For an overview of the securities regulatory landscape in Ontario, see the Smartblock Law article, “Overview of Securities Regulation in Canada,” which is part 1 of the Smartblock Law Guide to Security Tokens, OTC Trades, Prospectus Exemptions, and Registration.
There are a multitude of other regulations that must also be considered prior to launching an STO/ICO.
For example, consider Canada’s virtual currency regulations, which will be embedded within federal anti-money laundering legislation in due course. These regulations are presently in draft, but they may come in force by the time a given STO/ICO is launched.
Consider also that when investor information is collected for the STO/ICO marketing effort, privacy legislation will apply. An STO/ICO launched from Ontario will at the very least trigger the Personal Information Protection and Electronic Documents Act, SC 2000, c 5.

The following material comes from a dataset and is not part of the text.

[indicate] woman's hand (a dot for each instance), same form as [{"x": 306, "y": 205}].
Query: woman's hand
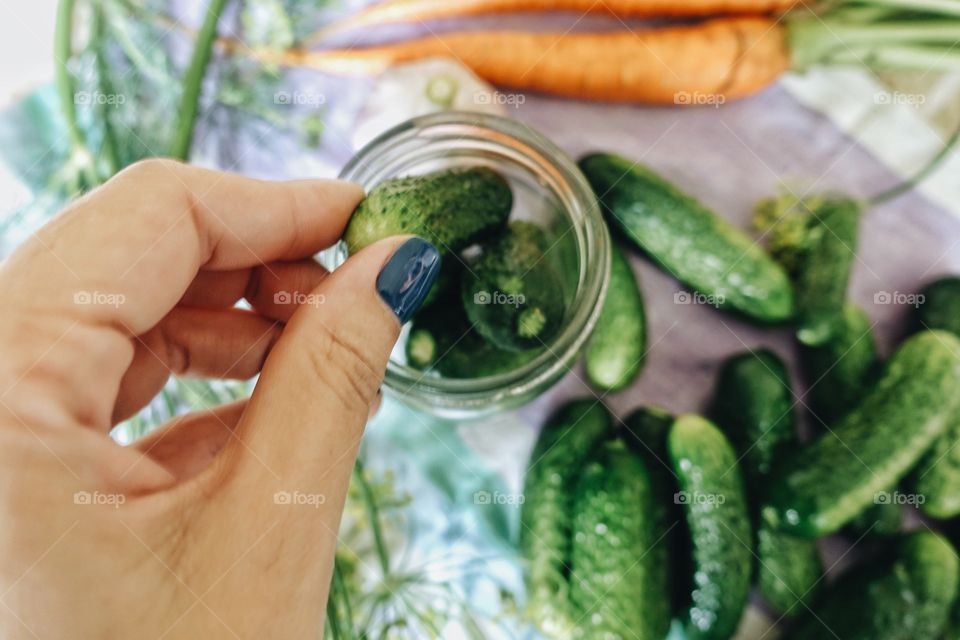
[{"x": 222, "y": 524}]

Are there any examples of ICO/STO projects that have already complied with regulations? Do you consider their pick to be appropriate or not?
To date, there has been no ICO/STO that has been declared fully compliant with Ontario securities law by the Ontario Securities Commission.
What are the main liabilities of an STO team to the ST holders and who is in control over the fulfillment of this obligation?
To start, there are secondary market liability issues, consumer protection issues, fiduciary issues, issues in negligence, and various regulatory, criminal, and tort-based fraud issues.
Jurisdiction to prosecute largely depends on the source of legal authority contravened. Various bodies may have concurrent jurisdiction over violations arising from the same set of facts.
What are the main advantages of the STO regulations within Ontario when compared to other jurisdictions?
Presently, there are no STO-targeted regulations in force in Ontario. STO/ICO activity falls within the current securities regulatory framework.
What is the legal status of cryptocurrencies in your country?
Cryptocurrencies cannot technically be money, pursuant to Section 13(1) of the Currency Act, R.S.C., 1985, c. C-52. According to this statute, the definition of “money” includes only fiat currency.
However, Canada may be opening up to treating cryptocurrencies as a type of non-fiat currency, despite the current statutory definition of money.
To date, there has been no actual enforcement action against the use of cryptocurrency as “money” in Canada — not even against the Calgary Digital Dollar, where enforcement would be supported by long-standing precedent of the Supreme Court of Canada.
Nor has there been any significant government pursuit of taxes not charged on trades of crypto as a good, as discussed in Part 1 of the Smartblock Law “Crypto-Tax Primer” blog series.
Moreover, Elections Canada is formally inquiring into cryptocurrency contributions, which further suggests that Canada’s general climate is warming toward the use of crypto as a type of non-fiat currency.